Expert Warns: “Peak Oil Will Cause Transition Into a Slow Growth Economy.”

Tess Pennington | Comments (3) | Reader Views (1484)

Why do we measure our success with those little bits of paper money? For that matter, how does one measure wealth? Do you measure them in investments? Tangible assets or resources? I ask these questions because it seems the people who run the central banks and our government seems to think otherwise. They run the country with the belief that when they run out of money, they print more and this somehow creates more resources. How sustainable can this be?

Chris Martenson from Peak Prosperity points out that “any fourth grader will tell you, a finite system will not yield unlimited resources. But that perspective is not shared by those controlling the printing presses. And so they print and print and print, yet remain flummoxed when supply (and increasingly, demand for that matter) does not increase the way they expect. Is this any way to run an economy? Or a finite planet for that matter?”

He interviews energy and environmental expert and author Kurt Cobb who warns that our current economic policy suffers from a fatal degree of magical thinking: sufficient new resources will emerge if the price is high enough.

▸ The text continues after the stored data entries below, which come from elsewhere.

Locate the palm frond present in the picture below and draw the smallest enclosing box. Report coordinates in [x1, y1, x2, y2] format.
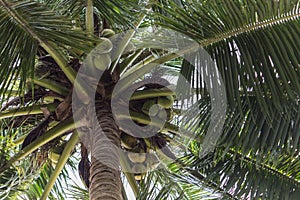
[66, 184, 89, 200]
[175, 95, 299, 199]
[157, 0, 300, 116]
[15, 158, 78, 200]
[156, 0, 300, 44]
[179, 96, 299, 161]
[180, 146, 300, 200]
[137, 169, 225, 200]
[1, 0, 96, 51]
[43, 0, 142, 28]
[155, 1, 299, 194]
[0, 153, 64, 200]
[0, 127, 78, 200]
[0, 0, 97, 103]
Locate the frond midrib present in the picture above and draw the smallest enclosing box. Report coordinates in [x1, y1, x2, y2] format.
[200, 11, 300, 46]
[228, 149, 300, 185]
[0, 0, 76, 83]
[0, 0, 41, 43]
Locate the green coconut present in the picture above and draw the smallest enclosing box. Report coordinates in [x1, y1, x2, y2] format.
[157, 95, 174, 108]
[146, 153, 160, 170]
[158, 109, 172, 119]
[128, 152, 146, 163]
[101, 29, 115, 38]
[142, 99, 160, 116]
[131, 163, 147, 174]
[97, 37, 113, 54]
[149, 104, 160, 117]
[93, 53, 112, 71]
[157, 109, 167, 119]
[121, 132, 138, 149]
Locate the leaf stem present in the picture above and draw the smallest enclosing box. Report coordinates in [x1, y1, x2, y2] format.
[119, 49, 143, 74]
[31, 78, 69, 96]
[116, 44, 199, 94]
[120, 153, 139, 197]
[41, 132, 79, 200]
[86, 0, 94, 34]
[198, 12, 300, 47]
[0, 102, 59, 120]
[130, 88, 174, 100]
[119, 111, 179, 133]
[0, 0, 76, 83]
[109, 2, 153, 72]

I think you put your finger on it: people who run our central banks and run our government policy think that money manufactures resources. If we just put enough money out there, it will call forth the resources. There is a little bit of truth to that, because very cheap finance made it possible for us to lift this $100 barrel oil out of the shale formations of North Dakota, Texas, and other places. That is not endless, and the high price puts pressure on the economy. I think this is where we are going to have problems.

We cannot sustain those high prices in the long run. We have structured an economy for cheap energy and that is not what we have. It has resulted in a slowdown that I think is the beginning of that transformation from a high growth economy to a low growth economy. In fact, we probably already began that in 2008.

This article was published at Ready Nutrition on Sep 29, 2015

3 thoughts on “Expert Warns: “Peak Oil Will Cause Transition Into a Slow Growth Economy.””

  1. Peak oil? The world is swimming in it. And when the economy collapses people won’t be driving much anyhow. The price of about everything is climbing “inflation”to the point that energy and transportation is getting out of reach for many.Housing also. I am still waiting for Hydrogen powered cars. People here still drive gas guzzler pickups to work each day.
    So oil hasn’t become an issue yet.

    1. I have heard and read about peak oil since the mid 70’s when people ditched v8’s and went to higher mileage cars like Japanese cars. The decades long mid east conflicts apparently isn’t effecting oil. I have heard about America’s collapse since the late 70’s and here it is forty years later, which is why I only do three months of preps. If nuclear power plants melt down after a long term power outage, those anywhere near a plant will be dead in weeks or days regardess of how much preps they have.